Scotland has 5 formal natural downhill ski areas, Glen Shee, Cairngorm, Lecht, Glen Coe and Nevis range. There is a Nordic centre at Huntly and they'll run on Real Snow if it's there, but it quite often isn't...
Cumbrian Canary wrote (see)
I am off skiing in a few weeks and need to get some socks. I was hoping to be able to use whatever I get for walking in when I return. Does anyone have any recommendations. I currently use Smartwool ones for walking and have recently got some x-socks, which I’ve tried on but have been out in them yet. Thanks in advanceCC
Ski socks are different to walking socks and you really shouldn't be thinking in terms of a crossover garment if you want any kind of comfort.
The best ski socks have L and R supportive feet, padded shins and thinnish feet and calves. Do not be tempted to buy "tube socks" as no-one's lower leg, ankle and foot is shaped like a straight tube.
These are nice scroll down to 'performa'
and very comfy, as are Thorlos ones.
TKMaxx often have a nice line in Salomon & Nordica ski socks heavily discounted... haven't been in a while, but if it's for a single ski trip it doesn't seem a great idea to spend too much on them.
I've done all my skiing in the same Smartwool or Extremities socks as I use for walking and found them fine, but then I'm in a lower cut Telemark boot which, as Peter says, is far more comfortable than a downhillers boot anyway. I really couldn't comment on those.
As far as 'natural' slopes for skiing in England, Peter and Guy have covered it. But at least now we have several indoor slopes where you can ski on something very close to real snow rather than the dreaded dry-slopes of yesteryear.... The Snowdome at Tamworth in Staffordshire, Xscape near Castleford in W. Yorks., and the newest, Chill FactorE near the Trafford Centre in Manchester. (Anyone know any others? I think there's an Xscape in Glasgow too?) I've used the Snowdome and Chill FactorE and found the skiing suface to be really quite good, although the run length is limited and crowds can be a problem. But handy for a bit of practice. Doesn't beat being out there for real though....
I've done all my skiing in the same Smartwool or Extremities socks as I use for walking and found them fine, but then I'm in a lower cut Telemark boot which, as Peter says, is far more comfortable than a downhillers boot anyway.
In my tele boots, I tour in hiking socks and a pair of original T3s, but the T2s I use on the piste definitely benefit from proper ski socks, and they're still a lot lower and more flexible (and thus easier on the shins) than alpine downhill boots.
Cross country kit is another thing altogether. Though my classic/skate combi boots are actually boots, pure classic technique striding gets down to glorified training shoes with a binding bar. Yet another reason to do cross country!

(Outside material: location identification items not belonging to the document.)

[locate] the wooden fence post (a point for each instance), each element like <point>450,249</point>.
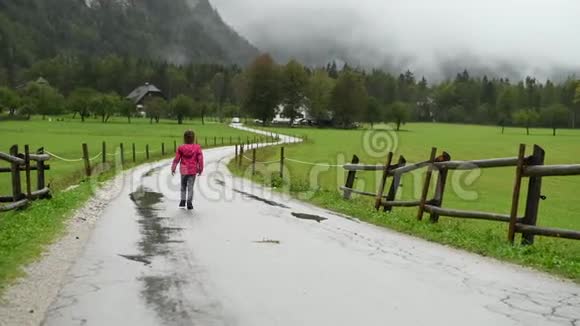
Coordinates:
<point>86,159</point>
<point>350,179</point>
<point>439,192</point>
<point>426,184</point>
<point>534,194</point>
<point>40,170</point>
<point>395,185</point>
<point>381,189</point>
<point>104,151</point>
<point>27,171</point>
<point>282,162</point>
<point>516,194</point>
<point>254,161</point>
<point>16,185</point>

I'm in the second generation T3s for everything Pete, touring and on piste. I think Scarpa still make them but nowhere in this country seems to import them anymore - I guess they'd rather sell you a pair of T4 / Garmont Excursions for touring AND a set of T2s for the piste!! (Which I guess is what'll happen when I need to replace mine )
Anyway, going a bit OT there, sorry......
Sorry for hijacking your post Cumbrian Canary!
Thanks to everyone who had advice on skiing though
Captain Paranoia's owning of a comfy pair of downhill boots is something to regard as a Cunning Plan, even if you don't own your own skis. You can never be sure that rental boots you have access to will be right for you, where it's practically a given that the skis will be a choice of perfectly adequte or very good indeed, and you don't feel the pain so much dinging the bases...
girls ski boots...
XXL Women's jackets...
Are we seeing a trend here?
bugger. never thought of girl's boots. i do have girly boots (according to my friend) which have the maximum flex and are as comfy as a comfy thing.
cc - you didn't mention if this was your first time skiing or not. if it's your first, then boots won't reallly matter that much as you'll find them all uncomfortable until you get used to standing in a rather unnatural position.